这里还要再捋一次cpu、executor、app的关系：首先worker上启动的所有executor都是为这个app服务的，而每个worker上确定启动几个executor取决于这个worker上分配了多少cpu给这个app；反过来说，spreadOutApps算法每次给worker分配的cpu数都是minCoresPerExecutor个，也就是启动一个executor需要的cpu数，这就决定了executor会分布到不同的worker上去，最终也就是运行这个app的任务会均匀落到不同的worker中。

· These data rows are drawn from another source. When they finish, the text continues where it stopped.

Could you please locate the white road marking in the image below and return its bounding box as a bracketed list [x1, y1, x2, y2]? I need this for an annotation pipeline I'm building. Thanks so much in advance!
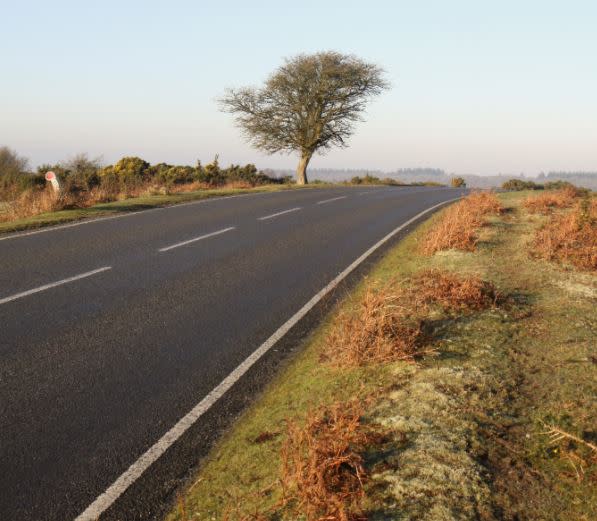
[75, 197, 460, 521]
[315, 195, 348, 204]
[257, 206, 302, 221]
[158, 226, 236, 252]
[0, 266, 112, 304]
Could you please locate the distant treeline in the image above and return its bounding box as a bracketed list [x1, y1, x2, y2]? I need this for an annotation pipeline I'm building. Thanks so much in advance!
[269, 168, 597, 190]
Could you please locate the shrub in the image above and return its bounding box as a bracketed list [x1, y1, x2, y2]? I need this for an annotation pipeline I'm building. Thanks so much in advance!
[411, 269, 498, 311]
[522, 185, 581, 214]
[0, 146, 37, 195]
[502, 179, 543, 191]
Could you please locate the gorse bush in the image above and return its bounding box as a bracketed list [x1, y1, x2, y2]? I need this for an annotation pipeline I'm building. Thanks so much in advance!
[0, 147, 287, 220]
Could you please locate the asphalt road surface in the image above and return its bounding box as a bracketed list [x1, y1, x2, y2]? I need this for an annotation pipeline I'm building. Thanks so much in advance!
[0, 187, 463, 521]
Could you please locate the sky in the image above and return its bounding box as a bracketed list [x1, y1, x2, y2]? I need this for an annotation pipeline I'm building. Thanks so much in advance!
[0, 0, 597, 175]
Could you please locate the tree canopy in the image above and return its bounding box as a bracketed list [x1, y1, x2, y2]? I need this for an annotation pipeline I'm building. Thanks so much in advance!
[220, 51, 389, 184]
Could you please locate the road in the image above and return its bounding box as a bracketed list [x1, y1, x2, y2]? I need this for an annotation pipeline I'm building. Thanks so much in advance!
[0, 187, 463, 521]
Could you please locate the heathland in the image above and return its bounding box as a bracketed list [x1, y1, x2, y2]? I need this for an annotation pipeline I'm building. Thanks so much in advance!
[168, 188, 597, 521]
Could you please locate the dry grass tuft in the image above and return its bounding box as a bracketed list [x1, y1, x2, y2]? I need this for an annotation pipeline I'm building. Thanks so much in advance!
[412, 269, 498, 311]
[533, 199, 597, 271]
[281, 401, 372, 521]
[522, 186, 582, 215]
[324, 286, 424, 366]
[422, 192, 502, 255]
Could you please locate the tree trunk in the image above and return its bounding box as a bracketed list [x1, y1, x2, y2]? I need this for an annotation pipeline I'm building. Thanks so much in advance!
[296, 152, 311, 185]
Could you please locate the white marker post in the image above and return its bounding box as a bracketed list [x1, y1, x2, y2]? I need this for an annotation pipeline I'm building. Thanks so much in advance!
[46, 172, 62, 194]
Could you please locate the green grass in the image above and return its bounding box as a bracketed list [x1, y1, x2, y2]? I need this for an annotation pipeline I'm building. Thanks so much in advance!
[0, 185, 322, 234]
[168, 192, 597, 521]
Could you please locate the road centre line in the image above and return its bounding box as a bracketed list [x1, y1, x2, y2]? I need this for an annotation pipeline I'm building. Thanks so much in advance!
[75, 197, 460, 521]
[257, 206, 302, 221]
[0, 266, 112, 305]
[315, 195, 348, 204]
[158, 226, 236, 252]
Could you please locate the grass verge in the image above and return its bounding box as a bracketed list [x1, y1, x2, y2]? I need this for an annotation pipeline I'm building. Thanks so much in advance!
[0, 185, 316, 234]
[168, 192, 597, 521]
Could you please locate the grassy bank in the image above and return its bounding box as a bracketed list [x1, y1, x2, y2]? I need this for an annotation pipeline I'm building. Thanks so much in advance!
[168, 193, 597, 521]
[0, 184, 314, 234]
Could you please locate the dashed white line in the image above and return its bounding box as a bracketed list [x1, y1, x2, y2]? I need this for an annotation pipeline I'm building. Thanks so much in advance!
[158, 226, 236, 252]
[257, 206, 302, 221]
[75, 197, 460, 521]
[0, 266, 112, 304]
[315, 195, 348, 204]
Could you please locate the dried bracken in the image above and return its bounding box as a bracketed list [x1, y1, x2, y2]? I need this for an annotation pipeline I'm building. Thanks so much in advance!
[324, 286, 424, 366]
[422, 192, 502, 255]
[533, 199, 597, 271]
[281, 401, 372, 521]
[411, 269, 498, 311]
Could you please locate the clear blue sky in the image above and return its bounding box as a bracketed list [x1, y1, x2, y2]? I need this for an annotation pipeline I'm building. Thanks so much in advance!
[0, 0, 597, 174]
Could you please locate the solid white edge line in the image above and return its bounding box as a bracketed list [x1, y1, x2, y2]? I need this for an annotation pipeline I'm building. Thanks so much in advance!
[75, 197, 460, 521]
[0, 188, 342, 241]
[257, 206, 302, 221]
[158, 226, 236, 252]
[315, 195, 348, 204]
[0, 266, 112, 305]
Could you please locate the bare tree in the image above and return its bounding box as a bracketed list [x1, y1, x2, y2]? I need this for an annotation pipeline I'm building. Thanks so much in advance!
[220, 52, 389, 184]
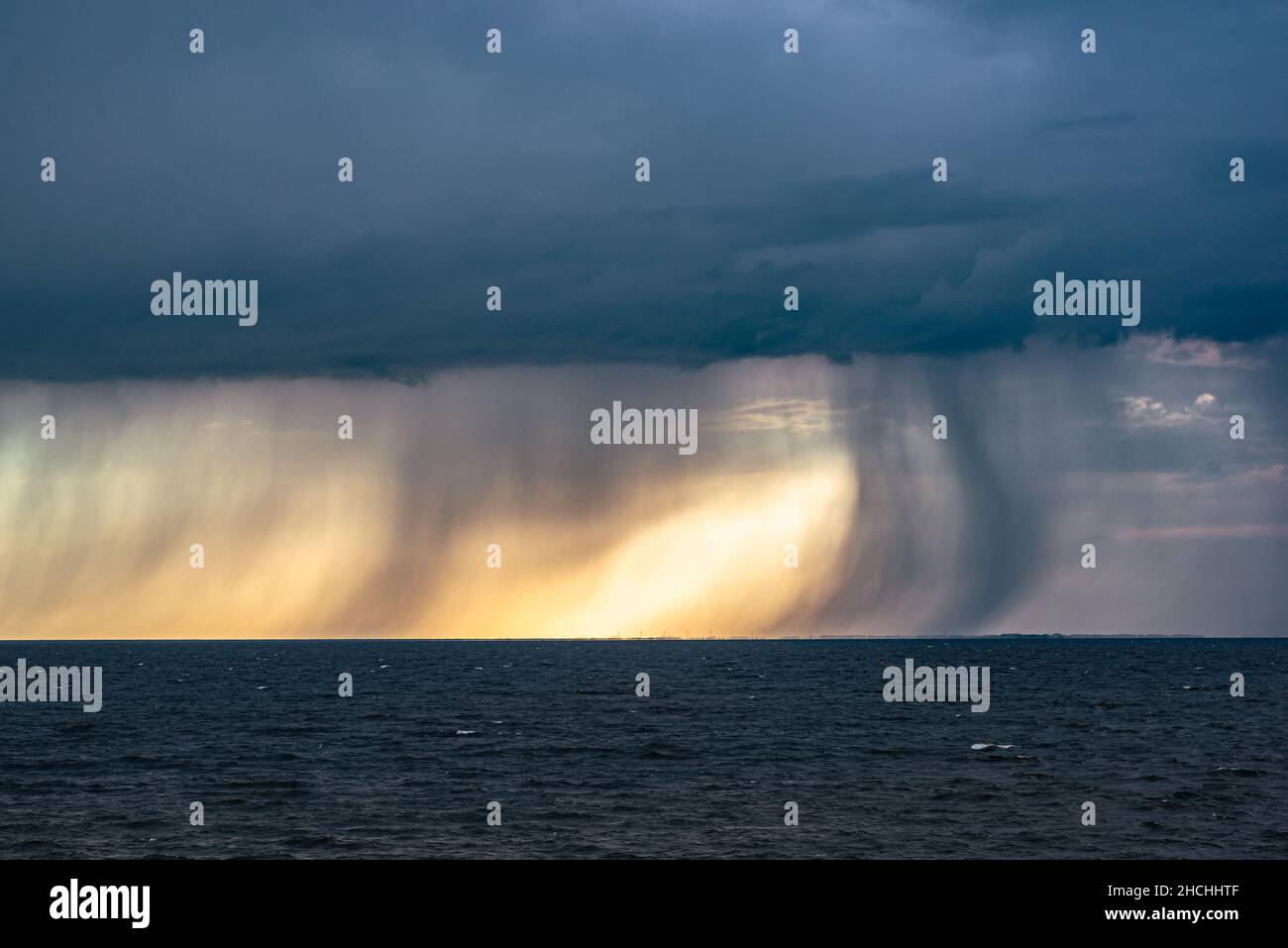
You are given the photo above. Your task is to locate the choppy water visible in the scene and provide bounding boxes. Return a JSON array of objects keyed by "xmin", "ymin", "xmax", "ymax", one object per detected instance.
[{"xmin": 0, "ymin": 639, "xmax": 1288, "ymax": 858}]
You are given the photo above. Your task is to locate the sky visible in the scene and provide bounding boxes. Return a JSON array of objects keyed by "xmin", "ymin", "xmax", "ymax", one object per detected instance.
[{"xmin": 0, "ymin": 0, "xmax": 1288, "ymax": 638}]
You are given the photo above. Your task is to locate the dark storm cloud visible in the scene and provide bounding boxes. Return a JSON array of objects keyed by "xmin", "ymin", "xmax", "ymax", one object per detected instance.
[{"xmin": 0, "ymin": 3, "xmax": 1288, "ymax": 381}]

现在就该看看每个worker上到底启动多少executor了

 /**
   * Allocate a worker's resources to one or more executors.
   * @param app the info of the application which the executors belong to
   * @param assignedCores number of cores on this worker for this application
   * @param coresPerExecutor number of cores per executor
   * @param worker the worker info
   */
  private def allocateWorkerResourceToExecutors(
      app: ApplicationInfo,
      assignedCores: Int,
      coresPerExecutor: Option[Int],
      worker: WorkerInfo): Unit = {
	// If the number of cores per executor is specified, we divide the cores assigned to this worker evenly among the executors with no remainder.
	// Otherwise, we launch a single executor that grabs all the assignedCores on this worker.
	// 如果指定了每个executor的核数么，那么我们就按照这个数量给每个executor分配，不留余数。
	// 如果没有指定，那么所有的cpu 都分配给一个executor
    val numExecutors = coresPerExecutor.map { assignedCores / _ }.getOrElse(1)
    val coresToAssign = coresPerExecutor.getOrElse(assignedCores)
    for (i <- 1 to numExecutors) {
     // 将executor加入application的内存缓存
      val exec = app.addExecutor(worker, coresToAssign)
      launchExecutor(worker, exec)
      app.state = ApplicationState.RUNNING
    }
  }

最后一步，master通知worker启动executor

  private def launchExecutor(worker: WorkerInfo, exec: ExecutorDesc): Unit = {
    logInfo("Launching executor " + exec.fullId + " on worker " + worker.id)
   // 将executor加入worker内存缓存
    worker.addExecutor(exec)
    // 向worker发送消息，要求worker启动这个executor
    worker.endpoint.send(LaunchExecutor(masterUrl,
      exec.application.id, exec.id, exec.application.desc, exec.cores, exec.memory))
    // 向这个application的driver发送消息，将executor相关信息加入driver内存
    exec.application.driver.send(
      ExecutorAdded(exec.id, worker.id, worker.hostPort, exec.cores, exec.memory))
  }

到此为止，master的shchedul()方法就全部走完了，一句话来说，就是每个worker需要为不同的app分别启动多少executor。
大致总结下master资源分配的步骤：
1.以轮询的方式在worker上启动driver
2.master启动之后在worker上启动executor
a.以spreadout算法将executor均匀分布在worker上，得到每个worker应该为这个application分配多少cpu
b.根据这些cpu的数量去启动相对应数量的executor